On behalf of the defendant, ten instructions were presented and refused by the court. The first was to the effect, that unless the jury were convinced beyond a reasonable doubt, that the death of the deceased was immediately caused by a blow upon the head, and that the blow was inflicted by the defendant, they must acquit, so far as the second count was concerned. This instruction was properly refused.
There was no dispute but that the blow on the head was *392inflicted by the defendant. The evidence tended to show that two of the wounds found upon the body of the deceased were probably, and almost certainly, mortal. It was not material that the jury should have been convinced beyond a reasonable doubt which particular wound was the immediate' cause of the death.

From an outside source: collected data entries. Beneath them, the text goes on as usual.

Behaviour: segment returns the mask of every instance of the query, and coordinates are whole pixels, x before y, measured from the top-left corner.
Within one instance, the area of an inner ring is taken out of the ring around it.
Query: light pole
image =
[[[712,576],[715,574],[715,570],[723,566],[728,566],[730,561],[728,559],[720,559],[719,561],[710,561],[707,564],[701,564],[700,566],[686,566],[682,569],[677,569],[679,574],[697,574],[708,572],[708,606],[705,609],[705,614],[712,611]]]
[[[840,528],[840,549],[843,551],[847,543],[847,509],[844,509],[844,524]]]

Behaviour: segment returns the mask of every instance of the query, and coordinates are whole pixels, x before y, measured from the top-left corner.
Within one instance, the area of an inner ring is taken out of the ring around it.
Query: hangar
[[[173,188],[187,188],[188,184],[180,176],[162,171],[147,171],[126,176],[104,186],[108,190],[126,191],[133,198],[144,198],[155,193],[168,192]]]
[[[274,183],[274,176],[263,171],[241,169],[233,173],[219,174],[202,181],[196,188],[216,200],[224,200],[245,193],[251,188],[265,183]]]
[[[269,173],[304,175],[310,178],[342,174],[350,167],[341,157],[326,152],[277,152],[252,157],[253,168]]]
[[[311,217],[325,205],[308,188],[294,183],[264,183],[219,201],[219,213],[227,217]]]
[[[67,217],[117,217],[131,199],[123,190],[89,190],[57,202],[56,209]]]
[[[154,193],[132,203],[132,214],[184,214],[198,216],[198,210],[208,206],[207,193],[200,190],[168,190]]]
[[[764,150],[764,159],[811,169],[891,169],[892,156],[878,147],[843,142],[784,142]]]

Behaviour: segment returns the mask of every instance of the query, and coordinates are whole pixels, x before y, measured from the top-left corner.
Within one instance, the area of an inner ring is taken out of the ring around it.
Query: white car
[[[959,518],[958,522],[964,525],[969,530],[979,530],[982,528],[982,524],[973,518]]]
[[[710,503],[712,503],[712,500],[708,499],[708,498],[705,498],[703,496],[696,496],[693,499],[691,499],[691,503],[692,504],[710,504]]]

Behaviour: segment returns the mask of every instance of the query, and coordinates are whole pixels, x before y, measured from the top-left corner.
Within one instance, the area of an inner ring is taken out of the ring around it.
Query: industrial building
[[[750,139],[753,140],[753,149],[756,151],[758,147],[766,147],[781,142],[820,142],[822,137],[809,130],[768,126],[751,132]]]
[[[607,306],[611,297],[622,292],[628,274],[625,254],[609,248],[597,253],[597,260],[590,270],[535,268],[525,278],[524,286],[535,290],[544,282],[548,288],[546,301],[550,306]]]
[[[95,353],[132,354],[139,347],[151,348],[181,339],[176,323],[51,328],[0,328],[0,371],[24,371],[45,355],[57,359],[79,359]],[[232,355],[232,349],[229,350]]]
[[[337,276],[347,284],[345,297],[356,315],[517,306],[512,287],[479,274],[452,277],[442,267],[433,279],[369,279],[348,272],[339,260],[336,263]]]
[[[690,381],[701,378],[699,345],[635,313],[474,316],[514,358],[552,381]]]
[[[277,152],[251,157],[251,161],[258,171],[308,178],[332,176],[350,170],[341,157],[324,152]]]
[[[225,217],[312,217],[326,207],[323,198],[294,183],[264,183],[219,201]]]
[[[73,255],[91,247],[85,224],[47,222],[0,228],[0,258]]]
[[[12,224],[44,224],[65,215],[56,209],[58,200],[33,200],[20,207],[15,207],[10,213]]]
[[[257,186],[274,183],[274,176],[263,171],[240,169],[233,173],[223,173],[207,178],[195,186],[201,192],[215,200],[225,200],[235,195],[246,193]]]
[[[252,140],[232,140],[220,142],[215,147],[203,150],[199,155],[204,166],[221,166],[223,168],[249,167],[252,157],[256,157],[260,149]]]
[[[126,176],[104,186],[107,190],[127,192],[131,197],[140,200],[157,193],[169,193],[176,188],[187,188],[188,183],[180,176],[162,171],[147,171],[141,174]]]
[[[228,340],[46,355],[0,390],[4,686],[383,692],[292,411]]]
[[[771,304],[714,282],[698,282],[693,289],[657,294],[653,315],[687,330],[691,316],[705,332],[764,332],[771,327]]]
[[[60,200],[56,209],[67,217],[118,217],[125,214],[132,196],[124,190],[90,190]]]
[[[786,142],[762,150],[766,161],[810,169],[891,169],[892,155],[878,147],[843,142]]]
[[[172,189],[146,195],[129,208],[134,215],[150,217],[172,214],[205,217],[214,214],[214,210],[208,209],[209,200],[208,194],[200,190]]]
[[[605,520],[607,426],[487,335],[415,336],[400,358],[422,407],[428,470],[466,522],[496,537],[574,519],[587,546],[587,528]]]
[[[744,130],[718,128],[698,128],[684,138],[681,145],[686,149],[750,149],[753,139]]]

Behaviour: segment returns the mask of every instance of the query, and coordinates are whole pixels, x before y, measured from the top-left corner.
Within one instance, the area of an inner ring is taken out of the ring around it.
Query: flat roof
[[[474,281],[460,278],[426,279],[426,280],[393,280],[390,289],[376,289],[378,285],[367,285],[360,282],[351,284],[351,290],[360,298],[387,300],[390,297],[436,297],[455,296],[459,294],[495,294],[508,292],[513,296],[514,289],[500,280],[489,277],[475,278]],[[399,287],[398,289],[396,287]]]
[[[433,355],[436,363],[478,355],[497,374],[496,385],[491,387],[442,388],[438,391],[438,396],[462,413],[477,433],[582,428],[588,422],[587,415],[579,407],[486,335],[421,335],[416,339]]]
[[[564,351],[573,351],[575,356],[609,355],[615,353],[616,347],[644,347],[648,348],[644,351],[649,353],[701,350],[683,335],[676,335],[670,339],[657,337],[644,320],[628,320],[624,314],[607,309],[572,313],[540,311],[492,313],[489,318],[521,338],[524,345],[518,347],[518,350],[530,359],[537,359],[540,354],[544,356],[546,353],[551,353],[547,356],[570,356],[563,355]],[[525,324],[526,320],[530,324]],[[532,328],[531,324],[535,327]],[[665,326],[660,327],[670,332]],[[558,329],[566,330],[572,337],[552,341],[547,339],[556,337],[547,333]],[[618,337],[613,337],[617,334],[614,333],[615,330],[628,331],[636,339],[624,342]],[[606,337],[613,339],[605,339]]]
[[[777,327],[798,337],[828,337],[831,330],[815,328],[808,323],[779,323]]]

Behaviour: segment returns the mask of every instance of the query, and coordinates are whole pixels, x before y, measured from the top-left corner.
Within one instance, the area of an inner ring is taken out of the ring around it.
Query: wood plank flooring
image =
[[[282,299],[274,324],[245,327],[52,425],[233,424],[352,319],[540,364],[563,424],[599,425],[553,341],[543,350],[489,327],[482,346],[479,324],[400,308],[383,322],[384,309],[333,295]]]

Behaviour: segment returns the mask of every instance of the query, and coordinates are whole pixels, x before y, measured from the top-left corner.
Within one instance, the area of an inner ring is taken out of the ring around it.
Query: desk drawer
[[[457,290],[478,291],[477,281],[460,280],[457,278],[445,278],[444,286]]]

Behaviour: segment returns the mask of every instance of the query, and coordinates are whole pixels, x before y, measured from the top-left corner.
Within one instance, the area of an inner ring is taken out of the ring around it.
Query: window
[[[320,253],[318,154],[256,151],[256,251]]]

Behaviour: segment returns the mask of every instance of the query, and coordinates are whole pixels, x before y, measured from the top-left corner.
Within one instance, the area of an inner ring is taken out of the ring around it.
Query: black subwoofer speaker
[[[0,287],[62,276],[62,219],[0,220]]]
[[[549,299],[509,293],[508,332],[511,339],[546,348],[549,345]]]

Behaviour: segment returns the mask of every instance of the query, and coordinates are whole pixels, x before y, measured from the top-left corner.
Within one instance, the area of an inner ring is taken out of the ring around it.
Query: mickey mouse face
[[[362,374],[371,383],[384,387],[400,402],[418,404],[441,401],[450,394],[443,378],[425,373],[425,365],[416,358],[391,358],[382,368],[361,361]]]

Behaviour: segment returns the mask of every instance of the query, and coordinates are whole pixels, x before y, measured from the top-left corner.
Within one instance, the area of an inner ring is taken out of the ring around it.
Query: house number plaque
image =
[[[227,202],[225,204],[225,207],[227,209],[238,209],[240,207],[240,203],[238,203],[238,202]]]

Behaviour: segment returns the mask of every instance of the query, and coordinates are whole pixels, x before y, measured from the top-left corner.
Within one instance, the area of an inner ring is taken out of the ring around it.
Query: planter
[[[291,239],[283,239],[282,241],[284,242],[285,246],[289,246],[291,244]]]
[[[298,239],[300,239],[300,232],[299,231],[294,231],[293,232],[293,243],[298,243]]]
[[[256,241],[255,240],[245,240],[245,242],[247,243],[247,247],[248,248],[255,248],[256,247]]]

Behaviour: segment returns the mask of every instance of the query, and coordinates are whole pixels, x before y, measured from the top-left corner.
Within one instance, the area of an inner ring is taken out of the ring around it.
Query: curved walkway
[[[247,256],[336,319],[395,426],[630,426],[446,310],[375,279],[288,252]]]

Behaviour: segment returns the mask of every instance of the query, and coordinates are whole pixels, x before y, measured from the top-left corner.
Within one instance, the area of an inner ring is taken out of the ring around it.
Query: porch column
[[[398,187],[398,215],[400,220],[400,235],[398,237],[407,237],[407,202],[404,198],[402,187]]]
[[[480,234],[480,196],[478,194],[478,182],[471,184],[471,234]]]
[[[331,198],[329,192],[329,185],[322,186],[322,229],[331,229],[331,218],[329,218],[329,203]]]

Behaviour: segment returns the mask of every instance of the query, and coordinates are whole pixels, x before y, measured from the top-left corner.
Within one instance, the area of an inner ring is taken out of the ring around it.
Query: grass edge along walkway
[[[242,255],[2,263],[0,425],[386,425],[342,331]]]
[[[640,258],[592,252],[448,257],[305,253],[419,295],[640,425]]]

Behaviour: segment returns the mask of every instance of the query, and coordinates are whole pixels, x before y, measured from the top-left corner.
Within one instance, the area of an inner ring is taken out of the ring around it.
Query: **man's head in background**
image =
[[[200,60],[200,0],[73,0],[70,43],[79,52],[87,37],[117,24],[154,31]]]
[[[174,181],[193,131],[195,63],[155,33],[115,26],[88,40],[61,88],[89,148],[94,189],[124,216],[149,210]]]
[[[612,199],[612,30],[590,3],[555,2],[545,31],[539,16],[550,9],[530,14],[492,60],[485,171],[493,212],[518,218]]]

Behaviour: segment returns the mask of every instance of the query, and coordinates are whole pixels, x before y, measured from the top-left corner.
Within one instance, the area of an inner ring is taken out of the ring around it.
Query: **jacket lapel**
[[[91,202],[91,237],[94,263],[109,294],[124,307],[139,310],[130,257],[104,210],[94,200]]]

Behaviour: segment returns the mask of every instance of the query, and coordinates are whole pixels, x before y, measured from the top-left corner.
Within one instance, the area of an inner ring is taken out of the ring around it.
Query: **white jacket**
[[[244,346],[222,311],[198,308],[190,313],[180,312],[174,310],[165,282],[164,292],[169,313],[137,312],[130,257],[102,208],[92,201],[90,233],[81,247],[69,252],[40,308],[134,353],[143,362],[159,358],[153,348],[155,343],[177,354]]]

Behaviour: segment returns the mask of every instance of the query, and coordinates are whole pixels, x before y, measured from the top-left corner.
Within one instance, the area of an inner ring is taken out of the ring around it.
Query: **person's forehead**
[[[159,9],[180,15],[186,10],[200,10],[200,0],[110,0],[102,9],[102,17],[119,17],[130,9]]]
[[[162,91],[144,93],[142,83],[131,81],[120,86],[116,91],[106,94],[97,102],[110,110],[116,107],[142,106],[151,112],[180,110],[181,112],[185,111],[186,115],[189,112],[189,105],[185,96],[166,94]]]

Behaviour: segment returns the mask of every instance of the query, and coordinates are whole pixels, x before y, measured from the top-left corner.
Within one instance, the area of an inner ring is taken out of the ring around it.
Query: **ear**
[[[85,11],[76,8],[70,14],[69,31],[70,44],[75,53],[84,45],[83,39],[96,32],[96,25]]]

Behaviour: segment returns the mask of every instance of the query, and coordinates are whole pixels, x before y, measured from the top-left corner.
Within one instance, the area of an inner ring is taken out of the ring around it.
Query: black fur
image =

If they found that two mortal wounds were inflicted by the defendant, as charged in the several counts of the indictment, and that death resulted therefrom, they were authorized to find the defendant guilty as charged in both counts, without determining which wound was the immediate cause of the death.
Most of the instructions asked related to the subject of self-defence. It may be said, they ai’e, as abstract statement of law, correct. We are, however, unable to discover any evidence in the record which makes the law of self-defence applicable to any extent. Besides, the law relating to the right of self-defence was stated to the jury in a substantially accurate instruction given by the court.
The only other ruling complained of relates to a decision of the court in admitting certain evidence offered by the State.
As already stated, some ill feeling seems to have been engendered in respect to the relations of the deceased and the accused with Miss Ayleshire. The defendant had been her suitor. He had been supplanted by the deceased. This lady, having been called as a witness for the State, the following' question was propounded to her: “ I will ask you to state what, if anything, Mr. Brown ever said to you about killing anybody that ever went to see you ? ” Over the defendant’s objection she was permitted to answer, as follows: “ I never heard him make any threats against any particular one. He said he would kill any one if I received their company, but him.”
This evidence was clearly admissible for what it was worth. If true, it tended to show that the killing was premeditated; that it was the execution of a purpose to destroy the life of *393any one who might be preferred in the esteem of the witness to himself. As exhibited by the record, the inspiring motive which impelled the defendant in the bloody tragedy seems to have been a feeling of base and uncontrolled jealousy.
Filed March 30, 1886. Petition for a rehearing overruled May 15, 1886.We think the verdict was right on the evidence, and notwithstanding the technical misstatements of the law already alluded to, it so clearly appears that these were not influential in producing a result which must have been reached in any event, that no substantial injury was done.
The judgment is affirmed, with costs.